Ionic framework icon pack: browse Ionicons on Uwarp

Tool powered by . Uwarp embeds the original tool; terms and exports are defined on the publisher site.

Browse ionic.io/ionicons: hand-crafted MIT Ionicons for web, iOS, Android, and desktop. Browse SVGs and open usage docs on the official Ionic site.

What is Ionicons?

Ionicons is the MIT open source icon pack maintained for the Ionic ecosystem and widely used in other web and native stacks. SVG-first glyphs target navigation, forms, media, and status feedback at typical system sizes on web, iOS, and Android. The Ionic team publishes browsing, cheatsheets, and links to usage documentation at ionic.io/ionicons—including framework integration topics when you pair icons with Ionic UI. This Uwarp page embeds the official experience so you can search the pack and follow upstream docs on the publisher domain.

What you can do with Ionicons

The pack is built for Ionic framework and Capacitor teams that need one MIT library across platforms.

  1. Browse a large, hand-crafted set: Search for navigation, success and error feedback, media, and detail rows with one consistent outline and fill system.
  2. Use SVG in modern stacks: Integrate with bundlers, component libraries, and native wrappers that already document Ionic or SVG imports.
  3. Align iOS, Android, and web builds: Keep one family of metaphors so marketing pages and the signed-in app read like one product when you use the same names.
  4. Rely on MIT for broad reuse: Use the set in open and closed products when you follow the published license; read the file on the project for redistribution edge cases.
  5. Track versions in major releases: The site offers cheatsheets and release history so you can note which cut your design spec targets.

How to use this embedded experience

Pair the browser with Ionic framework or Capacitor workflows so names in design match imports in code.

  1. Open usage docs before you pin names in code: When you wire ion-icon or similar, confirm attribute names and style slots against the current usage documentation on ionic.io so refactors do not orphan imports.
  2. Map OS and design tokens first: Decide your default 1x and 2x line weights before you name icons in spec and in code.
  3. Search by the action, not a random noun: Use verbs that match your microcopy, such as add, copy, and share, to pick the closest available glyph.
  4. Lock imported names in both repos: When a framework renames a symbol, update design docs and the package pin at the same time.
  5. Revisit release notes on upgrades: Occasional renames and redraws are documented upstream; re-scan the list when you bump versions.

Tips for app icon systems

These practices keep a multi-platform pack from looking noisy in dense rows.

  1. Keep one line weight in a top bar: Mixing outline and fill metaphors in the same strip often reads like two products.
  2. Test touch targets, not just the artboard: Icon-only controls need padding that matches the hit slop of mobile platform guidelines.
  3. Pair unknown metaphors with text: When you ship a rare action, a short label plus a familiar mark beats an obscure glyph alone.
  4. File upstream requests with clear use cases: The project page invites new icon ideas; link to a real screen, not a mood board, when you need coverage.

Who this pack is great for

Ionicons is a good default when you ship with the Ionic framework, Capacitor, or a shared component kit that already documents ion-icon imports.

  1. Cross-platform product teams: Share one set between web app shells and the native code your Capacitor build ships.
  2. Design system and documentation teams: Show the same icons in the marketing site, help center, and in-app that developers import by name.
  3. Open source maintainers: Adopt a permissive MIT set so downstream forks can keep shipping without a second art program.
  4. Indie and startup interfaces: Ship a credible UI with fewer bespoke SVG requests while you still find product-market fit.

Benefits of using Ionicons

A widely used pack shortens the distance between a prototype and a production-quality nav.

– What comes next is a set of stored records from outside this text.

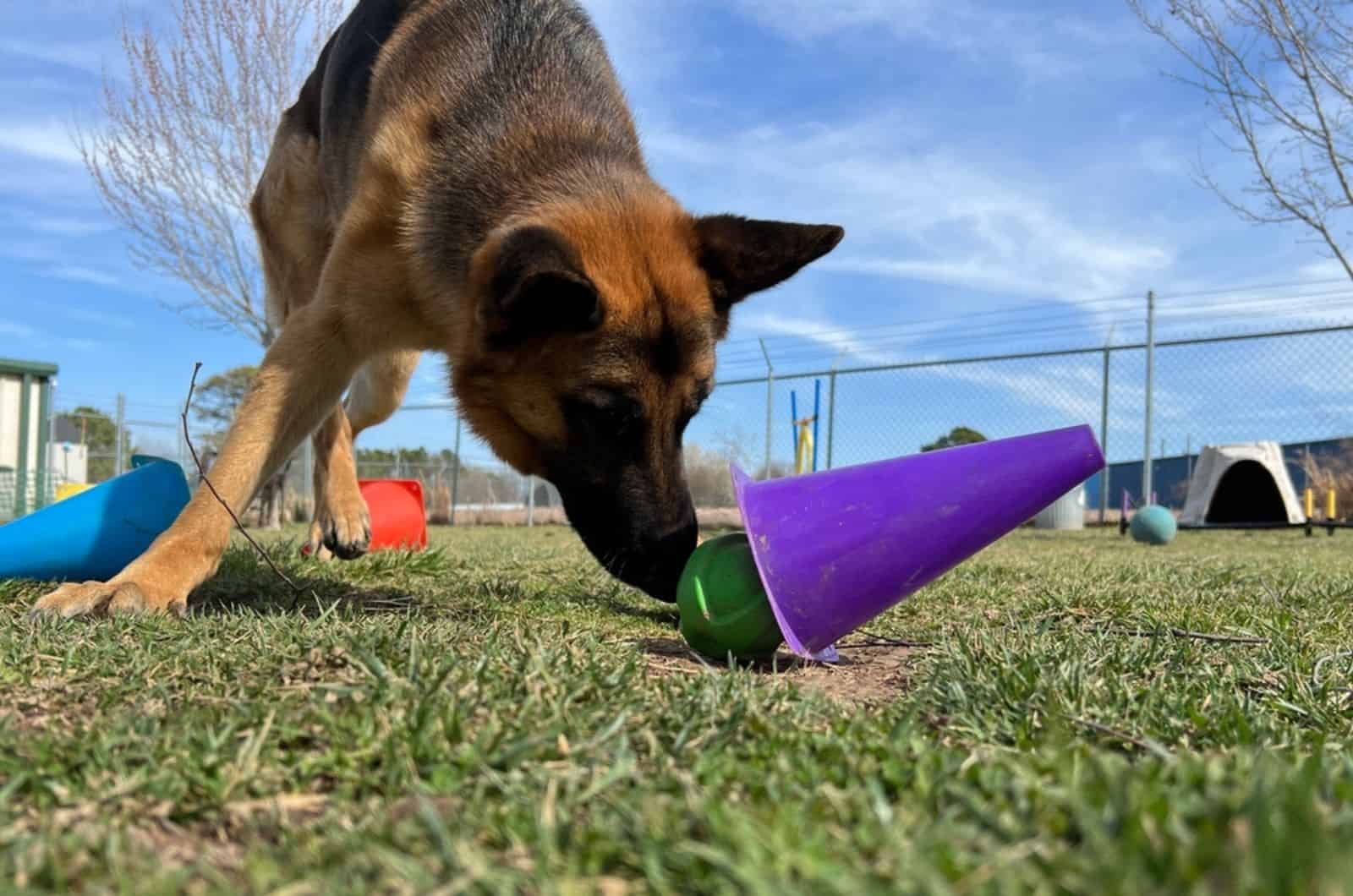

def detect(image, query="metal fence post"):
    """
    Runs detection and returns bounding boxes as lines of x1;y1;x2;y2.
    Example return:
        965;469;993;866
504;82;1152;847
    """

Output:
112;392;127;477
300;434;315;518
1142;290;1155;504
827;364;836;470
1100;336;1114;525
758;340;775;479
451;412;460;525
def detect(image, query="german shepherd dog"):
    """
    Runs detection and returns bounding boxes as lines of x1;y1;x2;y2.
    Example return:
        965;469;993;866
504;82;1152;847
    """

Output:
34;0;844;616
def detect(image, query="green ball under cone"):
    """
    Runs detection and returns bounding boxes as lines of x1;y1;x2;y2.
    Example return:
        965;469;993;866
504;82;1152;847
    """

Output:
676;532;783;660
1127;504;1179;545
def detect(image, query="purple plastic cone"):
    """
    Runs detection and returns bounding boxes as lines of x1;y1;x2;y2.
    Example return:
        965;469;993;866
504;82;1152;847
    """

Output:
732;426;1104;657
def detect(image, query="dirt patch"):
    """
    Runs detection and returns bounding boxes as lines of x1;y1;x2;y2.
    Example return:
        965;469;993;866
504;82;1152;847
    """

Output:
638;637;925;707
0;678;99;731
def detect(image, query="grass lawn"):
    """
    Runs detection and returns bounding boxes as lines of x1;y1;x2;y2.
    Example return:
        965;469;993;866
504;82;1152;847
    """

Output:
0;529;1353;896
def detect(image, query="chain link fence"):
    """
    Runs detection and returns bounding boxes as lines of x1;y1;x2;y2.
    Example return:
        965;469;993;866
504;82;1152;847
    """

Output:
688;326;1353;520
10;326;1353;525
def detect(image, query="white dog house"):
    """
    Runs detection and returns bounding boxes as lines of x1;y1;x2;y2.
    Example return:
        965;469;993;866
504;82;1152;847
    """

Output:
1180;441;1306;527
0;358;57;522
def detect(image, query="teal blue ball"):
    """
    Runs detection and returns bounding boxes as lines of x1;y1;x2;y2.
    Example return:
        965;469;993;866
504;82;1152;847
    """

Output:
1127;504;1179;544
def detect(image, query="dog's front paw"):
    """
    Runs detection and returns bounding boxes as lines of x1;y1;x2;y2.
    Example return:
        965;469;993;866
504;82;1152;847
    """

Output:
309;490;370;560
30;582;188;619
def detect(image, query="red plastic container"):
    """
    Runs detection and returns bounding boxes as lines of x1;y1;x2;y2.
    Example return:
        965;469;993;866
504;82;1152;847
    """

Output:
357;479;428;552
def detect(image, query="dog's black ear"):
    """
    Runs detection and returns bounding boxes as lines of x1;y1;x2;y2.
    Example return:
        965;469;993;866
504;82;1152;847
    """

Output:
695;216;846;307
485;225;602;348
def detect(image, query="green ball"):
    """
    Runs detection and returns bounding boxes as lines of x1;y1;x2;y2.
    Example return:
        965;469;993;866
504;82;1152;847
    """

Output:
676;532;783;660
1127;504;1179;544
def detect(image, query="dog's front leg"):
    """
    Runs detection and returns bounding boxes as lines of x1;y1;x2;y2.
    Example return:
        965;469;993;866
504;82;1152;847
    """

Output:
34;298;370;616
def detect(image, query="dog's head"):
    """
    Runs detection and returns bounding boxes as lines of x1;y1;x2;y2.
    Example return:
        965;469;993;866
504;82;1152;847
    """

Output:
452;195;844;601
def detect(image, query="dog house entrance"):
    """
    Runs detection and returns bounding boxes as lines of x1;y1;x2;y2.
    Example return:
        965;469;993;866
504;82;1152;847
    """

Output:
1207;460;1287;525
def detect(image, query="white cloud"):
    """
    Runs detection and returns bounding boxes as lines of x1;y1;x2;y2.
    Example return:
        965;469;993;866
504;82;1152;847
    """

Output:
0;121;83;165
0;38;118;74
43;264;122;287
0;320;38;340
732;0;1132;81
647;115;1173;311
737;311;897;364
1296;259;1349;280
22;216;112;237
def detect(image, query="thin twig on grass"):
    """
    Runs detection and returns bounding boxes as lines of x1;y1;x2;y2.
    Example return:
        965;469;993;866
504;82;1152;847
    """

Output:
1098;628;1269;644
181;362;302;594
1065;716;1170;759
1311;650;1353;687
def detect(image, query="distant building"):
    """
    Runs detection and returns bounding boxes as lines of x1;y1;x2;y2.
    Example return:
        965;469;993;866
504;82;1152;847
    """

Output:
0;358;57;520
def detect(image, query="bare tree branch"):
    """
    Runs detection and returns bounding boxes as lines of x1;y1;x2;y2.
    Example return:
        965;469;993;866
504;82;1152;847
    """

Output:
76;0;349;347
1126;0;1353;279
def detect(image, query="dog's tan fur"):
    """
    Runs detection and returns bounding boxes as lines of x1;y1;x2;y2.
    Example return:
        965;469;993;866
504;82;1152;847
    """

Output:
36;0;841;616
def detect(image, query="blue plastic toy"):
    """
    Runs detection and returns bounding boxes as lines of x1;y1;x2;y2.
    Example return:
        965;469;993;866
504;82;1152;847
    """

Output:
0;455;188;582
1128;504;1179;545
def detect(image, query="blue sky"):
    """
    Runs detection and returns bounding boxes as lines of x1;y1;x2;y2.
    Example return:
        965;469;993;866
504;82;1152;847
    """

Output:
0;0;1353;473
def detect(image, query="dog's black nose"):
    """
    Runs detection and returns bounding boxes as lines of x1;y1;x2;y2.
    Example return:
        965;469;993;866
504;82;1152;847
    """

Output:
636;514;698;604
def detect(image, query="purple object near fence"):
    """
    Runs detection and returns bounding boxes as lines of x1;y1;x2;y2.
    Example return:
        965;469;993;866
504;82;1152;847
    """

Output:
732;426;1104;657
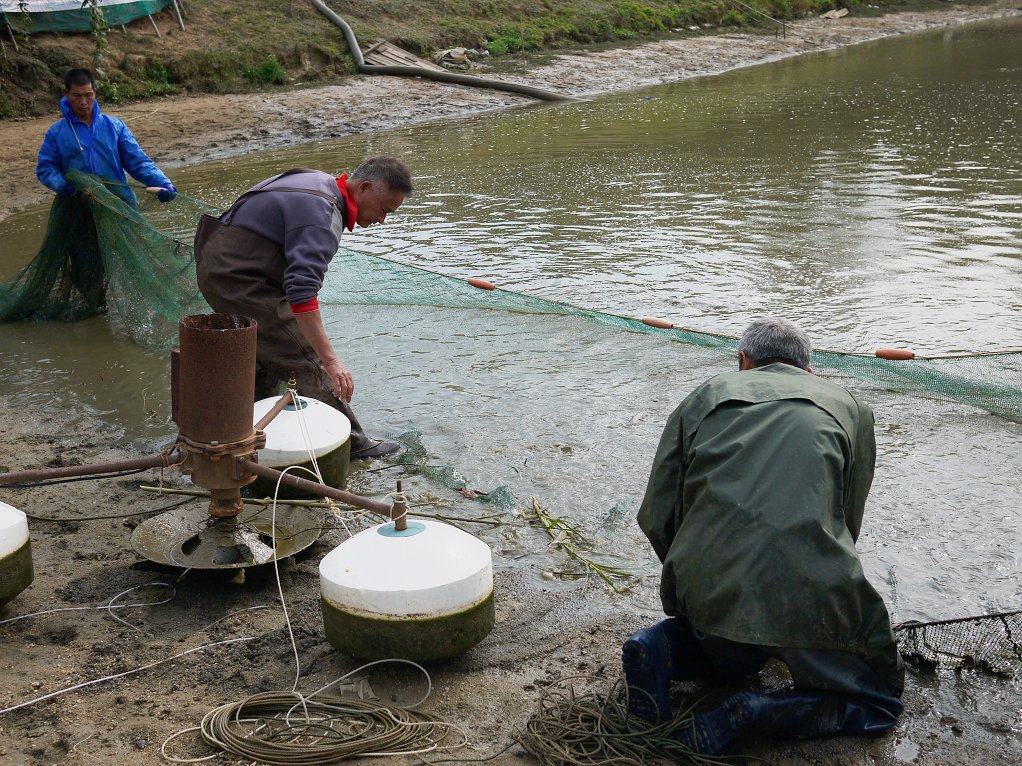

  1. Community familiarity: Many developers already recognize the shapes from docs and other apps, so review cycles move faster.
  2. Clear licensing for scale: MIT is common in commercial stacks, which keeps legal and security review paths predictable when policy allows.
  3. Ecosystem alignment: When you pair the pack with other Ionic or web guidance, the story fits what new hires may already have read.
  4. Room to request coverage: The public issue path gives you a channel when a gap blocks a high-traffic feature.

Technical notes

This page embeds the public Ionicons site. Uwarp does not host icon font or SVG files.

  1. Embed source: The iframe loads https://ionic.io/ionicons.
  2. Ionic and parent organization: Ionic and Ionicons are associated with the Ionic project; OutSystems is named on the site as a parent company. Follow official branding and trademark guidance when you mention them in product copy.
  3. Format and version history: The site offers cheatsheet links and v1 to v4 references for legacy apps; the live browser reflects the current pack.